After a few technical and pacing issues initially, Neneh Cherry's Glastonbury set ends with an aplomb

Neneh Cherry’s set at Glastonbury’s West Holts stage is something of a mixed bag – but one which nonetheless reflects her status as a largely unsung icon.

Entering to rapturous applause from the modest crowd at the front of the stage, the Swedish-born, London-based artist kicks off her set with the slow and soulful ’80s hit ‘Manchild’, flying into the rap verse with verve and enthusiasm.

After a crowd-pleasing start, her set is slow to build, and has an early lull that threatens to lose a dawdling crowd to the late afternoon sun. Some hits draw them back, particularly ‘Seven Seconds’, the 1996 hit that took the nascent trip hop scene to the charts, and which packs a strong message of tolerance and equality. But this is no exercise in nostalgia; the modern-day Cherry deals in pulsating rhythms and a forward looking fusion of funk, jass, hip hop and soul, often with a heavy dose of politics.




“Blessed is those who struggle / depression is worse than the grave / better to die for a noble cause / than to live and die a slave,” she recites repeatedly, allowing the crowd to absorb her words.

At this point, her set picks up and her cult following sing along to every word while those being introduced to her music stand around transfixed. Neneh Cherry is a refresher, a breather in a day of high-octane energy, a balm for the weary and the tired.

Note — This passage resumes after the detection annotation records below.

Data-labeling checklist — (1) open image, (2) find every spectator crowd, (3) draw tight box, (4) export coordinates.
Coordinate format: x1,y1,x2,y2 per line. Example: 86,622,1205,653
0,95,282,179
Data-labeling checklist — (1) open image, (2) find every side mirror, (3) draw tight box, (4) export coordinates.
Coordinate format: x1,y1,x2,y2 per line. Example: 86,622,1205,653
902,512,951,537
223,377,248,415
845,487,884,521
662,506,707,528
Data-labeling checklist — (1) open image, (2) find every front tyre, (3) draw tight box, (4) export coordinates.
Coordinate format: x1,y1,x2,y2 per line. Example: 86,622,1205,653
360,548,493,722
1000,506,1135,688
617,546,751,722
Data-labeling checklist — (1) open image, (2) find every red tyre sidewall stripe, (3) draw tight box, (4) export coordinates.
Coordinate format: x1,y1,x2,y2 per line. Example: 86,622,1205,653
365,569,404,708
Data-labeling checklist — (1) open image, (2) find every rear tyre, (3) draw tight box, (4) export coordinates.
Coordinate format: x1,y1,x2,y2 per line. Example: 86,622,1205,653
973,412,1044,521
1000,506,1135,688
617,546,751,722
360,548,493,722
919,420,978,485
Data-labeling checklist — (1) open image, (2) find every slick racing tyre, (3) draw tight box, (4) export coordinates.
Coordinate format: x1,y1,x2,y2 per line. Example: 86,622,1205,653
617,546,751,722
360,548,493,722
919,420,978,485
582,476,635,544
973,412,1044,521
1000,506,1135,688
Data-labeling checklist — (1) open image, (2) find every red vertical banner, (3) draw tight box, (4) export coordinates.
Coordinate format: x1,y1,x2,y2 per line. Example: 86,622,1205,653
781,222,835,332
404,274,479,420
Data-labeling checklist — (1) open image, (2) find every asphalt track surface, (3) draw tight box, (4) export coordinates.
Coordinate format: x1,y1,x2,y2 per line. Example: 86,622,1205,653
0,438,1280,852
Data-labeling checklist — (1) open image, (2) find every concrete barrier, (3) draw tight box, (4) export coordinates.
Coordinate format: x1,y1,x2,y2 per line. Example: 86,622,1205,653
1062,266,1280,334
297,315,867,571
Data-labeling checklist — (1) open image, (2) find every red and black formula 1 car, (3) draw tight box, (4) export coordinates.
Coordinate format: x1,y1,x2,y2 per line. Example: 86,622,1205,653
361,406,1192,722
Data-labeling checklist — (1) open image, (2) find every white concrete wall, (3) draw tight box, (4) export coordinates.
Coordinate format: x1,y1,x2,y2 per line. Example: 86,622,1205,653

Though she started off on an unsure footing, Cherry’s vocals and confidence within herself as a seasoned performer allowed her to retain a stranglehold of the crowd. She ends the set by bringing out the eight-piece Mangrove steel band for the 2018 track ‘Natural Skin Deep’, then concludes on 1988 smash ‘Buffalo Stance’, given a thoroughly modern makeover, but still recognisable enough for a crowd sing-along.